RECLAIM THE MONTHS
So how many months do we currently have in the Gregorian Calendar? Twelve at last count. But by jingo, we’ve lost quite a few of them recently. November is now Movember, July is Dry July, February is Febfast, August is just crap. That leaves only seven. Which makes for a pretty short year. I say, reclaim our months! We’re losing a lot of time just by renaming stuff, although on the bright side, with only 7 months a year I’ll probably live to be 100. So it’s a bit of a toss-up.
Unfortunately, as I get older, my eyesight gets worse and worse. I have no real idea what’s out there anymore.
Look for a body. Any body will do. Or anybody. Most bodies are attached to a head. Or ahead. Take it from there.
There was this time when a guy I knew hid a clock in my jacket pocket, and when I left the pub I could hear it plain as day. Tick tick tick. To tell you the truth, I was slightly alarmed.

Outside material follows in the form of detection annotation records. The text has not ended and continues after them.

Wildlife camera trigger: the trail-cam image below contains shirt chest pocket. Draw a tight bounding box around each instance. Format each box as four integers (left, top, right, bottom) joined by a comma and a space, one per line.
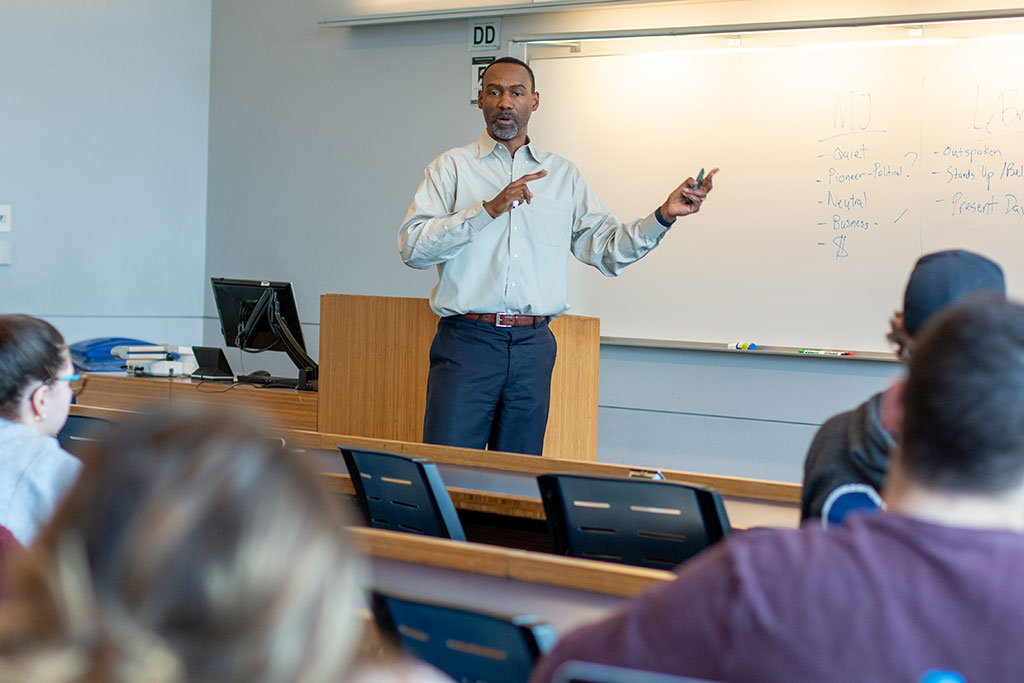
527, 197, 572, 247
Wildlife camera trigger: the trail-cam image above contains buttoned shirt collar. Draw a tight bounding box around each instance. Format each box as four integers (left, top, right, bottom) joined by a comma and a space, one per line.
476, 128, 544, 163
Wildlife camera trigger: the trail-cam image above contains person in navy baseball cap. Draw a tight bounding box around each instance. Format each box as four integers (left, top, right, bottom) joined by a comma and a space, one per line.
903, 249, 1007, 336
800, 249, 1007, 525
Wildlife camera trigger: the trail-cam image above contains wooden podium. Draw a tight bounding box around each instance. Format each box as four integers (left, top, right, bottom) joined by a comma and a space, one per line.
316, 294, 600, 461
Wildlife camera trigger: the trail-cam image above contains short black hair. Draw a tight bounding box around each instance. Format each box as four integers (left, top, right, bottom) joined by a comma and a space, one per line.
0, 314, 67, 420
480, 57, 537, 92
900, 292, 1024, 494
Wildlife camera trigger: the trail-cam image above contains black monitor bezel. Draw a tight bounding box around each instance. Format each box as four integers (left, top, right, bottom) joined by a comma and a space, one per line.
210, 278, 305, 352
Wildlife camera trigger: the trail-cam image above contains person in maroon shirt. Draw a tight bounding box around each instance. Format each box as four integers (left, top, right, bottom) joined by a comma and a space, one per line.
531, 294, 1024, 683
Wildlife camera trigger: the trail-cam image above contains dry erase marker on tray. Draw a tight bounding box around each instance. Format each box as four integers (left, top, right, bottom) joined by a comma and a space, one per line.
797, 348, 853, 356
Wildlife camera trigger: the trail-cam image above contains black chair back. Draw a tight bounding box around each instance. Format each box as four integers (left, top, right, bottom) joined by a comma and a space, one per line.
537, 473, 731, 569
373, 593, 557, 683
338, 445, 466, 541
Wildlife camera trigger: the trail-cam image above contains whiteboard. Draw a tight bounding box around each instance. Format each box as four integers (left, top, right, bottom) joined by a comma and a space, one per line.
530, 31, 1024, 351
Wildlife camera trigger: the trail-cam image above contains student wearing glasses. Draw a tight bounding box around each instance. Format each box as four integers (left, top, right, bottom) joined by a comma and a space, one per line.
0, 315, 84, 546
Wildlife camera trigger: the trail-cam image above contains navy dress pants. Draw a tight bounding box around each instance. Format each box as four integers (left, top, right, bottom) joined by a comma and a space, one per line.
423, 315, 556, 456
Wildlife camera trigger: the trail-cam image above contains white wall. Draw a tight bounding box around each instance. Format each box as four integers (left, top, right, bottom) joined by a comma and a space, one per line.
199, 0, 921, 480
0, 0, 211, 344
199, 0, 942, 480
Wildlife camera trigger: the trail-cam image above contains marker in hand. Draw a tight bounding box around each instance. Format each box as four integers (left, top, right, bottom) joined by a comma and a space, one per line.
686, 169, 703, 204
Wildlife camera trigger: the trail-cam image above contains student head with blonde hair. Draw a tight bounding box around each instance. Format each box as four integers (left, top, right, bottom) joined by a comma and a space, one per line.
0, 409, 361, 683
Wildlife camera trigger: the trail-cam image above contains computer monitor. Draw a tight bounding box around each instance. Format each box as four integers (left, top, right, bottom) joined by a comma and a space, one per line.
210, 278, 319, 390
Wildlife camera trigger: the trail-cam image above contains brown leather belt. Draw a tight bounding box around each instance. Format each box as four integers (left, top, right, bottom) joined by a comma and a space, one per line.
460, 313, 548, 328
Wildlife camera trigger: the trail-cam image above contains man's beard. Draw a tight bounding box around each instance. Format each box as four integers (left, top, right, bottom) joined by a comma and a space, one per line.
489, 115, 519, 140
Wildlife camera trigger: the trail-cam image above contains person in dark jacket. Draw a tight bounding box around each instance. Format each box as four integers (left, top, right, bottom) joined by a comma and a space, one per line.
800, 249, 1007, 520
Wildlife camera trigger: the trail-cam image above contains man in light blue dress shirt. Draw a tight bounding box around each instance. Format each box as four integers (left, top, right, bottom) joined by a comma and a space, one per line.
398, 57, 718, 455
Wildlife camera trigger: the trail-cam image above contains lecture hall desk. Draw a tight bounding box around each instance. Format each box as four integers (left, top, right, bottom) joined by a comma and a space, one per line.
73, 374, 800, 528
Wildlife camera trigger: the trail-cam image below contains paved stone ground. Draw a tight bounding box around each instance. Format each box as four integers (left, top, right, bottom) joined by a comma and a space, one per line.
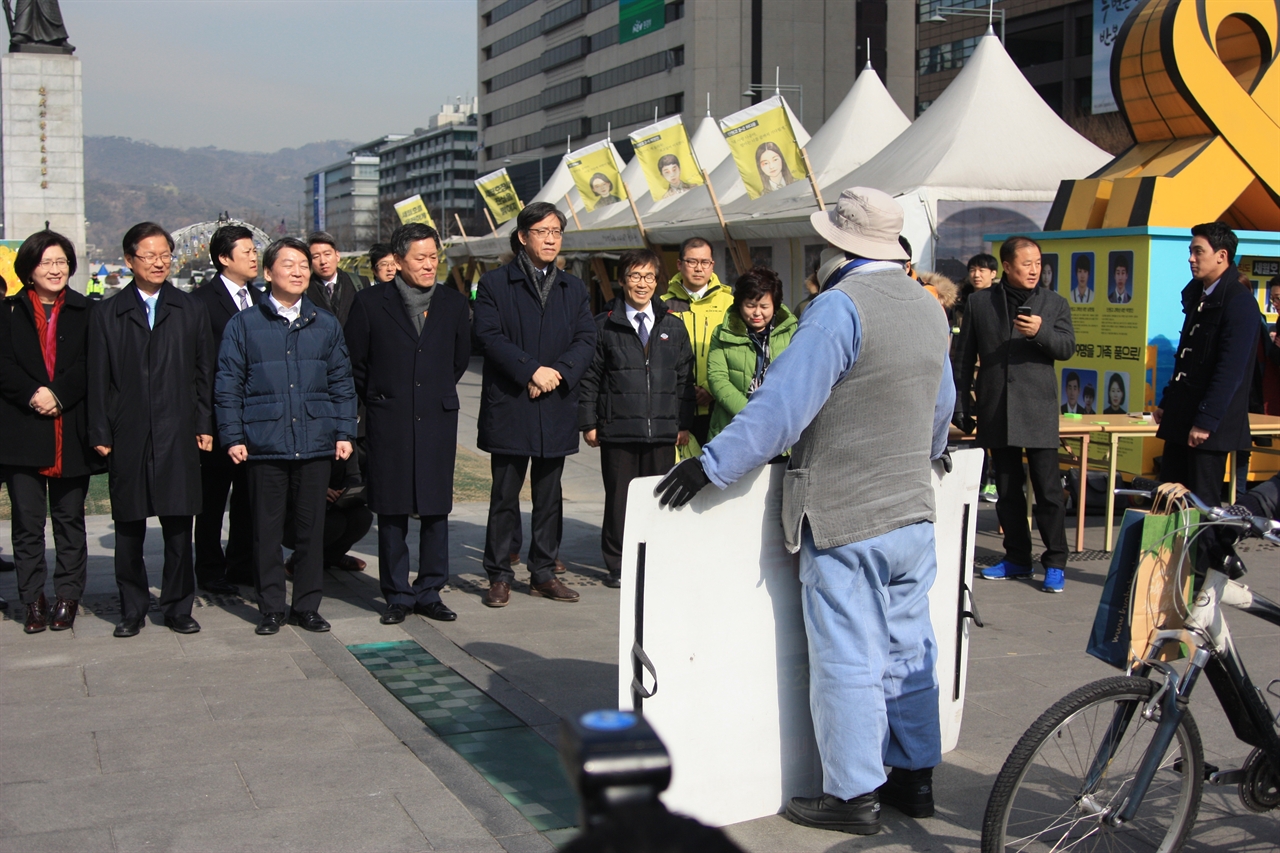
0, 361, 1280, 853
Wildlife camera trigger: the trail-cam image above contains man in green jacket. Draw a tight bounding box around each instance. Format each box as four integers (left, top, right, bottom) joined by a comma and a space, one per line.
662, 237, 733, 444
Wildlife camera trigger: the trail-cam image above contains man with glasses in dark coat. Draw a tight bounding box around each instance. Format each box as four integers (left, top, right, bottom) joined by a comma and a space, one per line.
88, 222, 214, 637
475, 201, 595, 607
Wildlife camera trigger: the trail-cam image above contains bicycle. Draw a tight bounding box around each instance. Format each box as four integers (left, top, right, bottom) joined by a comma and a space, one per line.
982, 483, 1280, 853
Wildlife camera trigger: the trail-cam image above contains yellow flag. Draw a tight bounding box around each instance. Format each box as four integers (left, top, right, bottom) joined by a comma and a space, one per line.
566, 140, 627, 211
396, 196, 439, 231
475, 169, 525, 225
719, 95, 809, 199
630, 115, 703, 201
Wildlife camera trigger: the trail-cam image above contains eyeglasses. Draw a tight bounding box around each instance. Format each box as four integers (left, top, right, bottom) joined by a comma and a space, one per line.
133, 254, 173, 266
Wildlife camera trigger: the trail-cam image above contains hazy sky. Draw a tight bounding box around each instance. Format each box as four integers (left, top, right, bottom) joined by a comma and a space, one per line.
60, 0, 476, 151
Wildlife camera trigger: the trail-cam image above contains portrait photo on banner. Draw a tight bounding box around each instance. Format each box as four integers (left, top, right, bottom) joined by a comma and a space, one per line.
1069, 252, 1093, 305
628, 115, 703, 201
1062, 368, 1098, 415
566, 140, 627, 213
1039, 252, 1066, 296
719, 95, 809, 199
1102, 370, 1129, 415
1107, 251, 1133, 305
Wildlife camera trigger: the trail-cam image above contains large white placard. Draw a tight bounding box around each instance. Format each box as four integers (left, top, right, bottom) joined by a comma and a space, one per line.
618, 450, 982, 826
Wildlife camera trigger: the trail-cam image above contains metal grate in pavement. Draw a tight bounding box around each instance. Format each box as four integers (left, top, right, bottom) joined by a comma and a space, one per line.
347, 640, 577, 833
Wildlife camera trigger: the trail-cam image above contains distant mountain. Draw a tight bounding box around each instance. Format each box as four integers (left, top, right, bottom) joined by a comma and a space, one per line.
84, 136, 352, 259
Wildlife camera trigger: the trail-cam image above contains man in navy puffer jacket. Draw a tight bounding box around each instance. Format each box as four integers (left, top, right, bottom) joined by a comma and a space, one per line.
214, 237, 356, 634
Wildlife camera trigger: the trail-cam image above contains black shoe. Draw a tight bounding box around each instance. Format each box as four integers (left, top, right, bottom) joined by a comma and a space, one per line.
413, 601, 458, 622
378, 605, 408, 625
253, 613, 284, 637
200, 580, 239, 596
111, 616, 147, 637
786, 792, 879, 835
877, 767, 933, 817
164, 613, 200, 634
289, 610, 330, 634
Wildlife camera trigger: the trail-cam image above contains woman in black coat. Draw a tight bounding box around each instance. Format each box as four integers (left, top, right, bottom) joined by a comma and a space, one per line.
0, 231, 101, 634
344, 223, 471, 624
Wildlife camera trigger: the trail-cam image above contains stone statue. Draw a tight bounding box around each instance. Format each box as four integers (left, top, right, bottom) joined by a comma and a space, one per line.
3, 0, 76, 54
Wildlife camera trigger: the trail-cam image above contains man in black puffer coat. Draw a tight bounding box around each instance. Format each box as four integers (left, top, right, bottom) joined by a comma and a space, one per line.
577, 250, 695, 588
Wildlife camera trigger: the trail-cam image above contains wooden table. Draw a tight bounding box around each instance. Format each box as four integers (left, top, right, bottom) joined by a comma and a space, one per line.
1080, 415, 1280, 551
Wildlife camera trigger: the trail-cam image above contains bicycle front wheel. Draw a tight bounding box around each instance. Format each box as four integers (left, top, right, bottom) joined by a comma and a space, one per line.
982, 678, 1204, 853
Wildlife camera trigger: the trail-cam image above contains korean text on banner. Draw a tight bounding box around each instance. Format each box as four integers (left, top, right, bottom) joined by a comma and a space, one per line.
630, 115, 703, 201
618, 0, 667, 42
719, 95, 809, 199
567, 140, 627, 211
396, 196, 435, 228
475, 169, 524, 225
1089, 0, 1138, 115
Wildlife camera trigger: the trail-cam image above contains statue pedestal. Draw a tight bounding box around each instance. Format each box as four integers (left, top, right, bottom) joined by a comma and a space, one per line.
0, 53, 88, 291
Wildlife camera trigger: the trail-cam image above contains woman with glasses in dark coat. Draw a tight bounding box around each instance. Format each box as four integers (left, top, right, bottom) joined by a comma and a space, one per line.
0, 231, 102, 634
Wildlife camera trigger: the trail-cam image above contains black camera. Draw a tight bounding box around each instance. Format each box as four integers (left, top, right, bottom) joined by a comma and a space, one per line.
559, 711, 671, 830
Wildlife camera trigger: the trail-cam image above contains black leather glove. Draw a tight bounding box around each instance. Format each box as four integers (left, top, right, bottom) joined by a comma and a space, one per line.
653, 457, 710, 510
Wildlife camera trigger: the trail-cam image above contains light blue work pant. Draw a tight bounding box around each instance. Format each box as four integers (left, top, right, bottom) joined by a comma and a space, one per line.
800, 521, 942, 799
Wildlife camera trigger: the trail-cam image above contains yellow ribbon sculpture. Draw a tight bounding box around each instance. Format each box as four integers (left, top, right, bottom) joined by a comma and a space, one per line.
1046, 0, 1280, 231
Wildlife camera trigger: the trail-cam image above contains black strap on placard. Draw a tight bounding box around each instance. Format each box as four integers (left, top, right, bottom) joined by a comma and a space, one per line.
631, 542, 658, 713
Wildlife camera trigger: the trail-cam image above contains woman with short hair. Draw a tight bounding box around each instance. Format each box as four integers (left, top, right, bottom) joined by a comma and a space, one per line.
0, 229, 104, 634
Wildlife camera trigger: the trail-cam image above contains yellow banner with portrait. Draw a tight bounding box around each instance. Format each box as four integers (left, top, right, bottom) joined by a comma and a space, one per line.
719, 95, 809, 199
475, 169, 525, 225
394, 196, 439, 231
566, 140, 627, 213
630, 115, 703, 201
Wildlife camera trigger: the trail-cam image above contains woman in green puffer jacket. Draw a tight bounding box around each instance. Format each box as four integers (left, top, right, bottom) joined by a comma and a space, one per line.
707, 266, 799, 439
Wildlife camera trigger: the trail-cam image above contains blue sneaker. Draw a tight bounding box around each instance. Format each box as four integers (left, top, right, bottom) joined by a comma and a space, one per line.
982, 560, 1032, 580
1041, 569, 1066, 592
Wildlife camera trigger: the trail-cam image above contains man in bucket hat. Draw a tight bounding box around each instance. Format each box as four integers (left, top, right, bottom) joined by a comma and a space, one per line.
657, 187, 955, 835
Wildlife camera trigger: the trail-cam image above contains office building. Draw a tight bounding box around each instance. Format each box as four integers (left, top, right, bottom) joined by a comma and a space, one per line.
303, 133, 404, 252
378, 99, 489, 237
479, 0, 916, 192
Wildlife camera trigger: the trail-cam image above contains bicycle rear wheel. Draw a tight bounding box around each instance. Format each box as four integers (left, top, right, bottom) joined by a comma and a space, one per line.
982, 678, 1204, 853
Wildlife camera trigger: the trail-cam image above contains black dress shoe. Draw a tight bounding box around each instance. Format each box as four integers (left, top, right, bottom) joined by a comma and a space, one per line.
253, 613, 284, 637
200, 580, 239, 596
164, 613, 200, 634
877, 767, 933, 817
378, 605, 408, 625
289, 610, 330, 634
111, 616, 147, 637
786, 792, 879, 835
413, 601, 458, 622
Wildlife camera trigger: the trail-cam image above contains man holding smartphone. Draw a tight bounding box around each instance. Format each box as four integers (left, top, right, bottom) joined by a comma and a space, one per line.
959, 237, 1075, 593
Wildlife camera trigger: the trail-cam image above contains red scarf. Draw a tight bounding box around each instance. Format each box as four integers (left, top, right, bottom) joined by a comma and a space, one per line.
27, 288, 67, 476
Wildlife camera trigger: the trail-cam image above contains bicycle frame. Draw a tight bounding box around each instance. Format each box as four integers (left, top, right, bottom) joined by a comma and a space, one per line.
1082, 558, 1280, 826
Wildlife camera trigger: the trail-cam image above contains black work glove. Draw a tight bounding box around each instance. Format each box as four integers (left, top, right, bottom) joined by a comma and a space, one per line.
653, 457, 710, 510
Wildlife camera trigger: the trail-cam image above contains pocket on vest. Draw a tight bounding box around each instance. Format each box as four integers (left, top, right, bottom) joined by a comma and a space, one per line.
782, 467, 809, 553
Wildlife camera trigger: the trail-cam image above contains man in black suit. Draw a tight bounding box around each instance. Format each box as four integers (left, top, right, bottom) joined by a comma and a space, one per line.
192, 225, 262, 596
1153, 222, 1262, 506
307, 231, 364, 325
960, 237, 1079, 593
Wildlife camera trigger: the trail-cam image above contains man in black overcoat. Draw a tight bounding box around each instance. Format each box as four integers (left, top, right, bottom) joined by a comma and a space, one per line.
1155, 222, 1262, 506
343, 223, 471, 625
88, 222, 214, 637
307, 231, 364, 325
959, 237, 1075, 592
192, 225, 265, 596
475, 202, 595, 607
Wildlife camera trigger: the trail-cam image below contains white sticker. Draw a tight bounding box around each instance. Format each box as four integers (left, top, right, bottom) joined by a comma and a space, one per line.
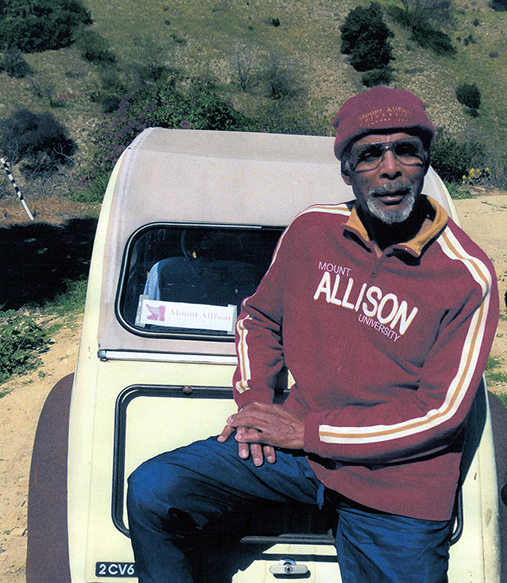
136, 296, 237, 334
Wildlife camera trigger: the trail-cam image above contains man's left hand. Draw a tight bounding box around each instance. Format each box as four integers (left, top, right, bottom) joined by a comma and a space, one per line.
227, 403, 305, 449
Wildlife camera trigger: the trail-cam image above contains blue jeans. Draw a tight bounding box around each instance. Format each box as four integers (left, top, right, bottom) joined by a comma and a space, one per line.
127, 437, 450, 583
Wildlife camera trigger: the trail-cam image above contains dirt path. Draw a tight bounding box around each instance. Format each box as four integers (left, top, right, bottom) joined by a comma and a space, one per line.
0, 194, 507, 583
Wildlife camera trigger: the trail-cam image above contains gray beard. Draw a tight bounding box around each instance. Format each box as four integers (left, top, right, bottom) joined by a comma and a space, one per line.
366, 182, 417, 225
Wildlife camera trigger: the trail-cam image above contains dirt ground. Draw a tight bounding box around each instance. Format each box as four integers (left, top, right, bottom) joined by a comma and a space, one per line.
0, 189, 507, 583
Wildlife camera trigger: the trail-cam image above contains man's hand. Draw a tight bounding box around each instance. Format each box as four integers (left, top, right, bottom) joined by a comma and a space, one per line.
218, 403, 305, 465
218, 425, 276, 467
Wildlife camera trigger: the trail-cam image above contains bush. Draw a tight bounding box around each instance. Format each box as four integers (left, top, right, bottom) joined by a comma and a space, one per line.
89, 79, 258, 174
340, 2, 394, 71
389, 6, 456, 56
0, 0, 92, 53
431, 134, 486, 183
267, 53, 299, 99
75, 28, 116, 65
0, 109, 76, 173
0, 310, 49, 382
456, 83, 481, 110
489, 0, 507, 12
0, 47, 32, 79
361, 67, 392, 87
412, 26, 456, 55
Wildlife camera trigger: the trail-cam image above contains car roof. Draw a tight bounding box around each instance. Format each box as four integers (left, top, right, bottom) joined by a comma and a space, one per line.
98, 128, 455, 352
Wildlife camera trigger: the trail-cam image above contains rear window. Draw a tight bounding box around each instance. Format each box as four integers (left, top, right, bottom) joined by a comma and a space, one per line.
117, 224, 283, 339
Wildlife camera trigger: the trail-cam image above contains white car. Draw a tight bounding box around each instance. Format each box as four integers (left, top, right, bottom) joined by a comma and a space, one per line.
27, 128, 500, 583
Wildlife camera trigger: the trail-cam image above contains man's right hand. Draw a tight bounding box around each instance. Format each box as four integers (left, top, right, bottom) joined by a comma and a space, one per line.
218, 425, 276, 467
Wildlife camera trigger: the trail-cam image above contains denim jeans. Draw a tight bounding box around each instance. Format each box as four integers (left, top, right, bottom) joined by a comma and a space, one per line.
127, 437, 450, 583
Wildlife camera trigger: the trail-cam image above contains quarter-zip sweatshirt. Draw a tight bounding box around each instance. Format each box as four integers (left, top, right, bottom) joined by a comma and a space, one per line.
234, 197, 499, 520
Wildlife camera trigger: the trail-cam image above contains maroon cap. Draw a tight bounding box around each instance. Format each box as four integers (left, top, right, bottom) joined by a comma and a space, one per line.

I’ve often been asked, how do you make it big? Well, one simple way is to start with it small, then gradually increase its size. Before you know it, you’ve made it big. Easy as. You can try this at home, or anywhere there is something small. Just remember, size is relative. Your big may be someone else’s small, and vice versa. Unfortunately there is nothing you can do about this.